大分県内の消防団員1万3407人、減少続く 自治体OB活用、県はSNSでPR【大分県】

県内の消防団員の平均年齢(上)と団員数

 地域防災で大きな役割を担う消防団員の減少が続いている。総務省が公表した調査結果で、県内は前年から348人減の1万3407人(4月1日時点)。この10年で2千人以上減った。県消防保安室は「大変厳しい状況」として、インターネットの動画配信などでPRと勧誘に努めている。

 同室によると、県内の団員数は記録の残る1970年(2万4388人)から年々減少。少子高齢化を背景に平均年齢は上昇し、今年は45.7歳になった。各市町村の条例による定数は計1万5778人で、充足率は85%だった。

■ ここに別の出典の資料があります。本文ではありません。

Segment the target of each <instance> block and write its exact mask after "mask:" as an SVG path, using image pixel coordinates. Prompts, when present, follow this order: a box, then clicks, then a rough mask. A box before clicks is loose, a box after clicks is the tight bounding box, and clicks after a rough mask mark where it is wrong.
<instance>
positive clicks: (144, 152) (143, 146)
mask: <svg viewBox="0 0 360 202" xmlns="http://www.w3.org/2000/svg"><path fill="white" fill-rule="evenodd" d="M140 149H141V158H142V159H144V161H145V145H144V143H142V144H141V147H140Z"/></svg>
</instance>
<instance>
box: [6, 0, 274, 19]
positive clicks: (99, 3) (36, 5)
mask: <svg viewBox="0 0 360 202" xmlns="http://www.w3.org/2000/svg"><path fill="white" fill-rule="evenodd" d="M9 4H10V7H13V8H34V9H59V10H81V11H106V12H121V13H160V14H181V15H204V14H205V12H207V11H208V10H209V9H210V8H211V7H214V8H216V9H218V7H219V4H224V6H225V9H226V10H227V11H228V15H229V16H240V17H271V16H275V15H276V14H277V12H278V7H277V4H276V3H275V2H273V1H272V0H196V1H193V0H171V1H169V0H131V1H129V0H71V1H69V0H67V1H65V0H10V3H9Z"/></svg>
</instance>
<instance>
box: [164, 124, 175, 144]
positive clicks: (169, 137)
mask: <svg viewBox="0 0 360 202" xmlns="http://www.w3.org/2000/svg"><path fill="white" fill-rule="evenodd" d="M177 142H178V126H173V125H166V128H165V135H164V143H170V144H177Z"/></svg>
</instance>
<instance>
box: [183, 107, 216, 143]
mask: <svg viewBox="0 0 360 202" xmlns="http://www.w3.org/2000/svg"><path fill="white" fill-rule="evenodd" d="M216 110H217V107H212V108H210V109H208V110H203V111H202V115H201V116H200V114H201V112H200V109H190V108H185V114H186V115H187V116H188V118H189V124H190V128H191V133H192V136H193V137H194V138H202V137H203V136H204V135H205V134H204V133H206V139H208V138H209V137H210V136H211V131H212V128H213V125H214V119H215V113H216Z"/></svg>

 各自治体は対策を進める。中津、竹田、佐伯など8市は、昼間だけでも出動できる人を「機能別消防団員」として登録している。現役世代が仕事でいなくなることが多い地域などを、定年になった団OBらで補っている。

 広報・啓発活動を中心とした女性団員は10年前の244人から倍増し、17市町で計503人となった。火災や災害現場に出動する人もいる。

 県は新たな団員の獲得を図るため、昨年2月から消防団の役割や活動をPRする動画の配信を始めた。本年度はインスタグラムなどの交流サイト(SNS)で広告を流してアピールしている。

 自然災害が頻発化する中、救助や行方不明者の捜索活動に当たるなど団員の重要性は増している。県消防保安室の姫野智代室長(53)は「市町村と連携を密にし、活動への理解促進や多様な人材の参画促進に取り組んでいきたい」と話している。